Hospitals hurting in spite of BBRA
Lowest margins since 1984
The Balanced Budget Refinement Act of 1999 (BBRA) has not quelled many of the financial problems facing the nation’s hospitals, according to a recent study.
Despite the passage of the BBRA, America’s hospitals continue to show declining hospital profit margins, according to an Ernst & Young LLP and HCIA-Sachs LLC study, "The Financial State of Hospitals: Post BBA and Post BBRA."
Nationwide, total hospital profit margins have fallen significantly from pre-BBA levels, the study found. The BBA (Balanced Budget Act of 1997) caused total margins to decline from 5.5% to 2.9% in 1999, with the BBRA providing minimal relief. In fact, hospitals are expected to experience their lowest margins since 1984.
Smaller, rural hospitals are in the greatest financial jeopardy.
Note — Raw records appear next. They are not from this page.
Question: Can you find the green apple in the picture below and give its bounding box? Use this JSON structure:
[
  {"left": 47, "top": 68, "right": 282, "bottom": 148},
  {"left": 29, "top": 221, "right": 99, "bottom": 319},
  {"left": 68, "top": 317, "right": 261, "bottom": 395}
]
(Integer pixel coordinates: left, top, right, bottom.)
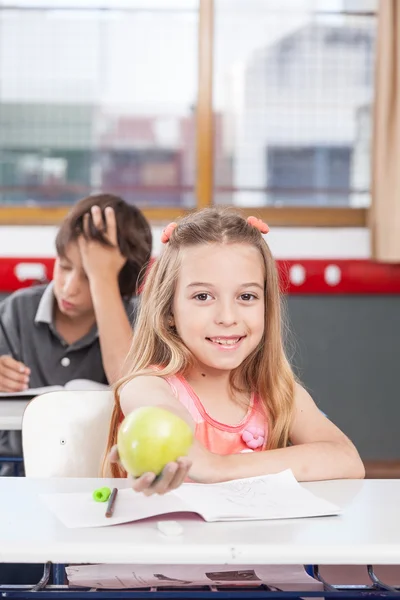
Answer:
[{"left": 117, "top": 406, "right": 193, "bottom": 477}]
By 2001, hospitals with fewer than 100 beds are estimated to report profit margins of less than 1%. By the end of 2004, the end of the five-year scoring window for BBRA, nearly 60% of all hospitals will be losing money, according to a Lewin Group study.
"While the BBA has been successful in halting decay of the Medicare Trust Fund, which is now expected to remain solvent until 2023, the health care crisis has shifted to the financial condition of the nation’s hospitals," said John Morrow, senior vice president of HCIA-Sachs. "Medicare payment reductions resulting from the BBA have caused a continued downturn in hospital financial visibility."
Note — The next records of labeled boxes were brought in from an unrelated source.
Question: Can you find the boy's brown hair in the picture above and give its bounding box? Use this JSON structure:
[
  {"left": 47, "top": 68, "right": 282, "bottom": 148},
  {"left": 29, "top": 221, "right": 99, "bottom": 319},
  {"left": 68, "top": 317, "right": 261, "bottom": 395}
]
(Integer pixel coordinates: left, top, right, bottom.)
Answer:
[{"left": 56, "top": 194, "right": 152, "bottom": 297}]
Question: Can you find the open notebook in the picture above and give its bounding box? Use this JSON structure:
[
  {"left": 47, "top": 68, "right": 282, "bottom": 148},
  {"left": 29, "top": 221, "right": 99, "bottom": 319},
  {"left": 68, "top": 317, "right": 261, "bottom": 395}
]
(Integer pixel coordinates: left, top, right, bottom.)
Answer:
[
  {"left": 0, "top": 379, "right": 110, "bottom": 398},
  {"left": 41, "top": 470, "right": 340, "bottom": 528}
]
The impact of the reductions in Medicare payments attributable to the BBA has led to severe declines in hospital margin profits, according to Michael Hamilton, partner and national director of Ernst & Young’s Health Care Advisory Business Services. "The modifications made to the BBA as a result of the BBRA have not forestalled declining profit margins, placing many community hospitals in financial peril."